Real Madrid kündigte umgehend Einspruch an, über den ebenfalls die UEFA entscheidet. Mourinho habe sich nicht angemessen verteidigen können, weil man nicht wisse, wegen welcher Aussagen das Verfahren eröffnet worden sei, hieß es in einer Stellungnahme. In letzter Instanz könnte der Internationale Sportgerichtshof CAS über das Urteil befinden.

Bereits beim 1:1 im Rückspiel am Dienstag in Barcelona durfte Mourinho in dieser Woche nicht auf der Bank sitzen, er hat laut UEFA damit das erste Spiel seiner Sperre verbüßt.
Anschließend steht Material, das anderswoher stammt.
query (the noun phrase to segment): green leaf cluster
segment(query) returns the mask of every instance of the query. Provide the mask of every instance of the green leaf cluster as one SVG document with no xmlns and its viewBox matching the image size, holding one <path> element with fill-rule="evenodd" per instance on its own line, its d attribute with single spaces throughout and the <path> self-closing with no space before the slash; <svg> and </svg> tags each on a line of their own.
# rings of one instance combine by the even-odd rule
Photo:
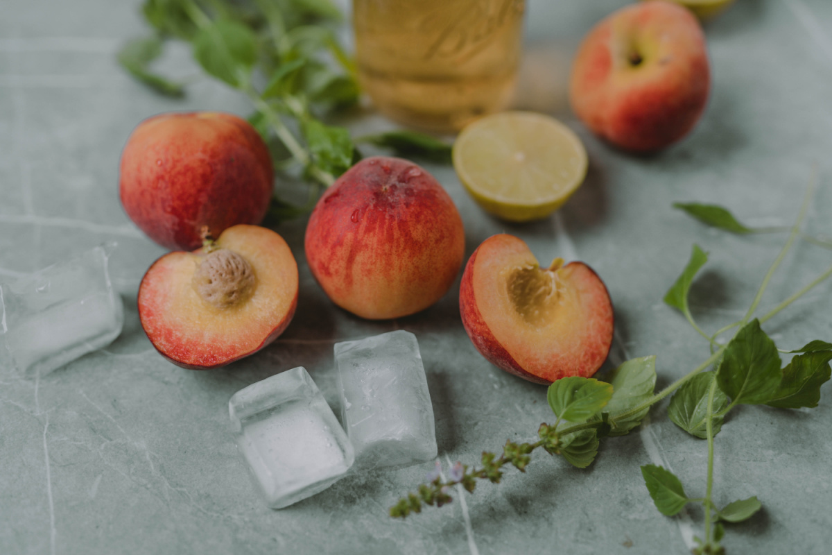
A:
<svg viewBox="0 0 832 555">
<path fill-rule="evenodd" d="M 328 186 L 354 161 L 347 131 L 321 121 L 359 96 L 354 63 L 334 32 L 343 17 L 331 0 L 146 0 L 142 14 L 151 33 L 118 55 L 141 82 L 182 96 L 184 82 L 151 64 L 166 41 L 186 42 L 206 74 L 251 99 L 252 125 L 267 144 L 280 145 L 271 149 L 284 156 L 279 170 L 295 167 L 295 175 Z M 282 204 L 281 217 L 305 211 Z"/>
</svg>

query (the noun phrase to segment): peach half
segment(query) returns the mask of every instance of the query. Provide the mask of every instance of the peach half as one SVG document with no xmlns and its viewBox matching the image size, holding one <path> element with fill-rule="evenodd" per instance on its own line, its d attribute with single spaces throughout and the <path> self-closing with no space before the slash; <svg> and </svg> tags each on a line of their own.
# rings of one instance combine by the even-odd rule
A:
<svg viewBox="0 0 832 555">
<path fill-rule="evenodd" d="M 592 376 L 612 344 L 612 303 L 598 275 L 560 258 L 541 268 L 509 235 L 489 237 L 468 259 L 459 310 L 483 356 L 537 384 Z"/>
<path fill-rule="evenodd" d="M 141 327 L 166 359 L 205 369 L 253 354 L 289 325 L 298 266 L 270 230 L 238 225 L 193 252 L 165 255 L 139 286 Z"/>
</svg>

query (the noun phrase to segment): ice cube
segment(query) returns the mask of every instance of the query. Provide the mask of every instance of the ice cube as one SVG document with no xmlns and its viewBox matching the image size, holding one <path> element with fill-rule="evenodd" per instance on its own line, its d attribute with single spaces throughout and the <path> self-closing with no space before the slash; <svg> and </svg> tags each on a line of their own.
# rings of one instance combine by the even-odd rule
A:
<svg viewBox="0 0 832 555">
<path fill-rule="evenodd" d="M 269 506 L 283 508 L 344 478 L 353 447 L 302 366 L 252 384 L 228 403 L 237 448 Z"/>
<path fill-rule="evenodd" d="M 15 366 L 43 375 L 121 333 L 124 309 L 107 273 L 115 243 L 0 284 L 0 326 Z"/>
<path fill-rule="evenodd" d="M 399 330 L 336 343 L 335 360 L 341 419 L 362 465 L 436 457 L 433 408 L 415 335 Z"/>
</svg>

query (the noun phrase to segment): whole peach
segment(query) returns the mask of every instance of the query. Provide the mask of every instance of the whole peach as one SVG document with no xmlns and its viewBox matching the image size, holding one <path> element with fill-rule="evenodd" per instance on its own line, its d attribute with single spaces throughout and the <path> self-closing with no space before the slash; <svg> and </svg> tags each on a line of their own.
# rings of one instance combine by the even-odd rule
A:
<svg viewBox="0 0 832 555">
<path fill-rule="evenodd" d="M 161 114 L 141 121 L 121 152 L 119 191 L 130 219 L 169 249 L 192 250 L 207 225 L 216 236 L 259 224 L 274 169 L 249 124 L 216 111 Z"/>
<path fill-rule="evenodd" d="M 651 0 L 623 7 L 584 37 L 572 64 L 572 109 L 597 135 L 639 152 L 693 128 L 711 87 L 705 36 L 681 6 Z"/>
<path fill-rule="evenodd" d="M 380 320 L 438 300 L 459 272 L 465 235 L 453 201 L 430 174 L 406 160 L 374 157 L 318 201 L 305 248 L 334 303 Z"/>
</svg>

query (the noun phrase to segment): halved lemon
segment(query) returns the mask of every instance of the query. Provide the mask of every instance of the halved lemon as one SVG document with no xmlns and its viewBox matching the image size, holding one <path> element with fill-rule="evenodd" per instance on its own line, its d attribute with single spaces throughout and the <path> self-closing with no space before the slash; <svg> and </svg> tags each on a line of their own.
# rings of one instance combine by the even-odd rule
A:
<svg viewBox="0 0 832 555">
<path fill-rule="evenodd" d="M 471 123 L 453 144 L 459 181 L 488 212 L 510 221 L 542 218 L 587 176 L 581 139 L 557 120 L 504 111 Z"/>
</svg>

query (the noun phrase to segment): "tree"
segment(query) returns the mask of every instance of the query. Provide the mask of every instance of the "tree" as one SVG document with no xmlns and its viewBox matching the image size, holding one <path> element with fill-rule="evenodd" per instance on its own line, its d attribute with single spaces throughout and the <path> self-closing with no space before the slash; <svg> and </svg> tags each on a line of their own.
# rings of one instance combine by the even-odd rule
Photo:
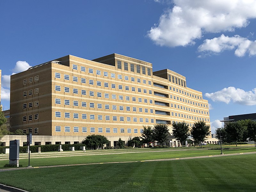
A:
<svg viewBox="0 0 256 192">
<path fill-rule="evenodd" d="M 117 148 L 119 149 L 122 149 L 124 147 L 124 141 L 122 140 L 121 138 L 119 138 L 117 141 Z"/>
<path fill-rule="evenodd" d="M 220 136 L 221 137 L 221 141 L 223 142 L 228 142 L 228 140 L 227 137 L 227 132 L 226 129 L 224 127 L 217 128 L 215 130 L 215 135 L 216 138 L 220 140 Z"/>
<path fill-rule="evenodd" d="M 154 125 L 153 130 L 154 140 L 158 142 L 163 143 L 167 140 L 169 135 L 168 125 L 163 124 Z"/>
<path fill-rule="evenodd" d="M 141 141 L 144 144 L 154 141 L 153 139 L 153 130 L 151 126 L 143 125 L 143 132 L 141 133 L 141 136 L 140 137 Z"/>
<path fill-rule="evenodd" d="M 142 142 L 140 140 L 139 137 L 133 137 L 132 140 L 131 140 L 130 143 L 132 146 L 132 147 L 133 147 L 134 146 L 139 145 L 142 144 Z"/>
<path fill-rule="evenodd" d="M 188 124 L 185 123 L 184 121 L 177 124 L 174 122 L 172 125 L 172 134 L 180 141 L 182 147 L 182 142 L 187 140 L 190 135 Z"/>
<path fill-rule="evenodd" d="M 206 125 L 204 121 L 198 121 L 194 123 L 191 130 L 191 135 L 195 142 L 199 142 L 202 147 L 202 142 L 204 140 L 206 136 L 211 132 L 210 126 Z"/>
<path fill-rule="evenodd" d="M 2 107 L 0 108 L 0 144 L 2 138 L 4 137 L 7 134 L 9 131 L 6 128 L 6 122 L 7 119 L 4 117 L 4 112 L 2 111 Z"/>
<path fill-rule="evenodd" d="M 250 138 L 254 141 L 254 147 L 256 148 L 256 122 L 251 120 L 248 123 L 247 129 Z"/>
<path fill-rule="evenodd" d="M 237 146 L 237 141 L 243 138 L 244 129 L 238 122 L 230 123 L 226 125 L 225 127 L 227 137 L 231 140 L 236 142 L 236 146 Z"/>
<path fill-rule="evenodd" d="M 101 146 L 109 143 L 108 138 L 101 135 L 88 135 L 83 141 L 82 143 L 87 147 L 93 147 L 94 149 L 98 149 L 99 146 Z"/>
</svg>

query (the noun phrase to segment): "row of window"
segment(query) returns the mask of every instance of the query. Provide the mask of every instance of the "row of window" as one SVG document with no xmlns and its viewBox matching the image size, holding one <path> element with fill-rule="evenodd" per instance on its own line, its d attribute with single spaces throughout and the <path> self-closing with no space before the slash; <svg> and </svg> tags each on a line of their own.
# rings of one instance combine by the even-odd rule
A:
<svg viewBox="0 0 256 192">
<path fill-rule="evenodd" d="M 64 117 L 65 118 L 70 118 L 70 113 L 69 112 L 64 112 Z M 110 116 L 109 115 L 103 116 L 101 115 L 95 115 L 94 114 L 91 114 L 89 116 L 90 119 L 91 120 L 95 120 L 95 116 L 96 118 L 97 118 L 98 120 L 103 120 L 104 116 L 105 116 L 105 119 L 106 121 L 110 121 Z M 60 111 L 55 111 L 55 117 L 61 117 L 61 112 Z M 79 114 L 77 113 L 73 113 L 73 117 L 74 119 L 79 119 Z M 87 114 L 82 114 L 81 115 L 81 117 L 82 119 L 87 119 Z M 112 119 L 113 121 L 117 121 L 117 116 L 112 116 Z M 119 120 L 120 121 L 124 121 L 124 116 L 119 117 Z M 149 122 L 149 119 L 148 118 L 145 118 L 145 123 Z M 143 119 L 143 118 L 140 117 L 137 118 L 134 117 L 132 118 L 132 120 L 133 122 L 140 122 L 141 123 L 143 123 L 144 122 Z M 126 121 L 128 122 L 131 122 L 132 121 L 132 118 L 131 117 L 126 117 Z M 150 123 L 154 123 L 154 119 L 150 119 Z"/>
<path fill-rule="evenodd" d="M 79 127 L 73 127 L 73 131 L 74 132 L 79 132 Z M 82 132 L 83 133 L 87 132 L 87 128 L 86 127 L 82 127 L 81 128 Z M 95 127 L 90 127 L 90 130 L 89 130 L 88 131 L 89 132 L 90 131 L 90 132 L 91 133 L 103 133 L 103 129 L 104 132 L 106 133 L 110 133 L 111 132 L 111 129 L 109 128 L 106 127 L 105 129 L 103 129 L 102 127 L 98 127 L 95 128 Z M 112 132 L 114 133 L 117 133 L 118 132 L 121 133 L 124 133 L 125 132 L 125 130 L 126 130 L 126 132 L 128 133 L 131 133 L 132 132 L 132 129 L 131 128 L 127 128 L 127 129 L 124 129 L 124 128 L 113 128 L 112 129 Z M 138 133 L 138 129 L 133 129 L 133 132 L 134 133 Z M 140 129 L 140 133 L 141 133 L 143 132 L 143 129 Z M 55 131 L 56 132 L 61 132 L 61 126 L 55 126 Z M 70 127 L 68 126 L 65 126 L 64 127 L 64 131 L 65 132 L 70 132 Z M 80 131 L 81 131 L 80 130 Z"/>
<path fill-rule="evenodd" d="M 38 119 L 38 114 L 35 114 L 34 115 L 34 120 L 36 120 Z M 24 116 L 22 117 L 22 121 L 23 122 L 27 121 L 27 120 L 32 121 L 33 120 L 33 115 L 29 115 L 28 116 L 27 118 L 27 116 Z"/>
<path fill-rule="evenodd" d="M 39 88 L 36 88 L 35 89 L 34 89 L 34 94 L 36 95 L 36 94 L 38 94 L 39 92 Z M 32 95 L 33 94 L 33 89 L 30 89 L 30 90 L 29 90 L 28 91 L 25 91 L 23 92 L 23 97 L 27 97 L 28 96 L 28 96 L 30 96 L 30 95 Z"/>
<path fill-rule="evenodd" d="M 37 75 L 34 77 L 34 81 L 38 81 L 39 80 L 39 76 Z M 31 83 L 33 82 L 33 77 L 31 77 L 28 78 L 28 83 Z M 23 84 L 26 85 L 28 84 L 28 79 L 25 79 L 23 80 Z"/>
<path fill-rule="evenodd" d="M 93 72 L 93 69 L 92 69 Z M 101 74 L 100 71 L 99 70 L 97 70 L 97 71 L 99 71 L 99 73 L 96 73 L 96 74 L 97 75 L 100 75 Z M 111 73 L 111 78 L 116 78 L 116 74 L 115 73 Z M 104 72 L 104 76 L 105 76 L 108 77 L 108 72 Z M 118 79 L 123 79 L 123 76 L 122 75 L 120 74 L 118 74 L 117 76 L 117 78 Z M 58 72 L 55 72 L 55 78 L 58 79 L 60 79 L 61 78 L 61 75 L 60 73 L 58 73 Z M 134 77 L 131 77 L 131 81 L 135 82 L 135 78 Z M 128 76 L 124 76 L 124 80 L 126 81 L 129 81 L 129 77 Z M 67 75 L 66 74 L 64 74 L 64 79 L 65 80 L 69 80 L 70 79 L 69 78 L 69 75 Z M 72 76 L 72 79 L 73 81 L 74 82 L 78 82 L 78 77 L 76 76 Z M 142 81 L 141 81 L 141 79 L 140 78 L 137 78 L 137 83 L 141 83 L 141 82 L 143 84 L 147 84 L 147 80 L 145 79 L 142 79 Z M 93 82 L 93 80 L 89 80 L 89 84 L 90 82 L 91 81 L 91 82 Z M 86 83 L 86 79 L 85 78 L 84 78 L 83 77 L 81 77 L 81 82 L 82 83 Z M 152 82 L 151 81 L 148 81 L 148 83 L 149 85 L 151 85 L 152 84 Z"/>
<path fill-rule="evenodd" d="M 34 101 L 34 107 L 38 107 L 38 101 Z M 23 109 L 26 109 L 27 108 L 29 108 L 33 107 L 33 102 L 29 102 L 28 103 L 23 103 Z"/>
</svg>

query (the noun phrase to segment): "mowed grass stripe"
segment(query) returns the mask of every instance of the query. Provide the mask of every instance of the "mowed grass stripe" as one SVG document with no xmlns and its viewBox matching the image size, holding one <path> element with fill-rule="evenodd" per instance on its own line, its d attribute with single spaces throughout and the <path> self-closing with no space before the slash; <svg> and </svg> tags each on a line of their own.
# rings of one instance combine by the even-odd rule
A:
<svg viewBox="0 0 256 192">
<path fill-rule="evenodd" d="M 253 191 L 256 154 L 102 164 L 1 172 L 0 183 L 31 192 Z"/>
</svg>

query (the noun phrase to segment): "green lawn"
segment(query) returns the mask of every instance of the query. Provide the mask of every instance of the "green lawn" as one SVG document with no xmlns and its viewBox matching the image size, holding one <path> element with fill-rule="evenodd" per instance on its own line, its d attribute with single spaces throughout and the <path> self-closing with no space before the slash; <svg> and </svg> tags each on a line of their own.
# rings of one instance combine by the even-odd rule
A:
<svg viewBox="0 0 256 192">
<path fill-rule="evenodd" d="M 256 154 L 2 172 L 0 183 L 41 191 L 253 191 Z"/>
<path fill-rule="evenodd" d="M 225 154 L 256 151 L 256 149 L 250 148 L 244 149 L 225 150 Z M 141 151 L 138 153 L 112 154 L 110 155 L 89 155 L 47 158 L 30 159 L 30 164 L 33 166 L 51 165 L 81 164 L 93 163 L 103 163 L 124 161 L 140 161 L 151 159 L 177 158 L 198 156 L 219 155 L 218 150 L 209 150 L 207 149 L 198 149 L 180 151 L 154 152 Z M 0 168 L 9 163 L 9 160 L 0 161 Z M 20 159 L 20 164 L 23 166 L 28 164 L 28 159 Z"/>
</svg>

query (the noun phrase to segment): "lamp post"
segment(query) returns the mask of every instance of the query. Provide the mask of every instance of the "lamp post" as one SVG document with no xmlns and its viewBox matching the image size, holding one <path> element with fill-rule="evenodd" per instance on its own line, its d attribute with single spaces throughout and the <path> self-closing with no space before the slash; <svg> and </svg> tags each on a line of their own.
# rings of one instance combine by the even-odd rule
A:
<svg viewBox="0 0 256 192">
<path fill-rule="evenodd" d="M 220 128 L 219 128 L 218 129 L 219 129 L 219 132 L 220 133 L 220 151 L 221 152 L 220 153 L 220 155 L 224 155 L 224 154 L 222 152 L 222 147 L 221 146 L 221 137 L 220 136 Z"/>
<path fill-rule="evenodd" d="M 32 133 L 30 133 L 30 130 L 32 129 L 32 127 L 27 127 L 27 128 L 28 130 L 28 134 L 27 136 L 27 142 L 28 144 L 28 167 L 30 167 L 32 166 L 30 165 L 30 143 L 32 141 L 31 139 L 32 139 L 32 136 L 31 135 L 31 138 L 30 138 L 30 134 L 32 135 Z"/>
</svg>

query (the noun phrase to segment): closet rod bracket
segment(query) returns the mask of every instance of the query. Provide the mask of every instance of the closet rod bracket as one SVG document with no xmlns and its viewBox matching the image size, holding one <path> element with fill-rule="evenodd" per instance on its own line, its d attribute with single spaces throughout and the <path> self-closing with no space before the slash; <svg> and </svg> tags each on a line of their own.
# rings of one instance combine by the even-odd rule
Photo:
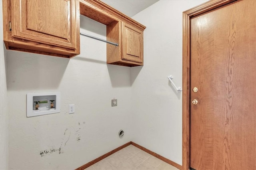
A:
<svg viewBox="0 0 256 170">
<path fill-rule="evenodd" d="M 105 43 L 113 45 L 116 47 L 118 46 L 118 43 L 109 42 L 108 41 L 102 39 L 101 38 L 98 38 L 98 37 L 94 37 L 94 36 L 91 36 L 86 34 L 83 33 L 82 32 L 80 32 L 80 35 L 85 36 L 86 37 L 89 37 L 89 38 L 92 38 L 93 39 L 96 40 L 97 40 L 100 41 L 101 42 L 104 42 Z"/>
</svg>

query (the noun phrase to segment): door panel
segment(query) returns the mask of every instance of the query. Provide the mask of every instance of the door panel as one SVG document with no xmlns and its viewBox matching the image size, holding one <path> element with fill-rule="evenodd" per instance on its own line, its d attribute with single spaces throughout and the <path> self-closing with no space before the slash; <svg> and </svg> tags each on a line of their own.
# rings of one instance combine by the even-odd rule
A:
<svg viewBox="0 0 256 170">
<path fill-rule="evenodd" d="M 190 166 L 256 169 L 256 1 L 191 20 Z M 192 89 L 198 89 L 194 93 Z"/>
<path fill-rule="evenodd" d="M 12 36 L 75 49 L 76 3 L 71 0 L 12 1 Z"/>
<path fill-rule="evenodd" d="M 143 31 L 122 23 L 122 59 L 138 63 L 143 61 Z"/>
</svg>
Der umstrittene Coach hatte das Halbfinal-Aus im Hotel verfolgt und dürfte bei den drei ersten Vorrundenspielen der kommenden Saison seine Mannschaft mit Mesut Özil und Sami Khedira nicht betreuen, falls die Sperre bestehenbleibt.

Verteidiger Pepe erhielt ein Spiel Sperre, die als verbüßt gilt, weil er im Rückspiel nicht dabei war. Dazu kommen 20 000 Euro Strafe für Real wegen des Verhaltens seiner Fans. Aufseiten Barcelonas wurde Ersatztorwart José Pinto für drei Spiele gesperrt, nachdem er in der Halbzeitpause wegen einer Tätlichkeit bei einem Tumult vor dem Spielertunnel die Rote Karte gesehen hatte. Er fehlt damit im Endspiel am 28. Mai gegen Manchester United.

Erst am Donnerstag hatte Real bei der UEFA Einspruch gegen die Abweisung eines Protestes eingelegt, mit dem die Madrilenen gegen den Platzverweis für Pepe sowie das Verhalten von einigen Barcelona-Spielern während der Partie vorgingen. Damit war der Rekordmeister in erster Instanz am Montag bei der UEFA gescheitert. Die Anhörung der Berufungskommission wird am 16. Mai stattfinden.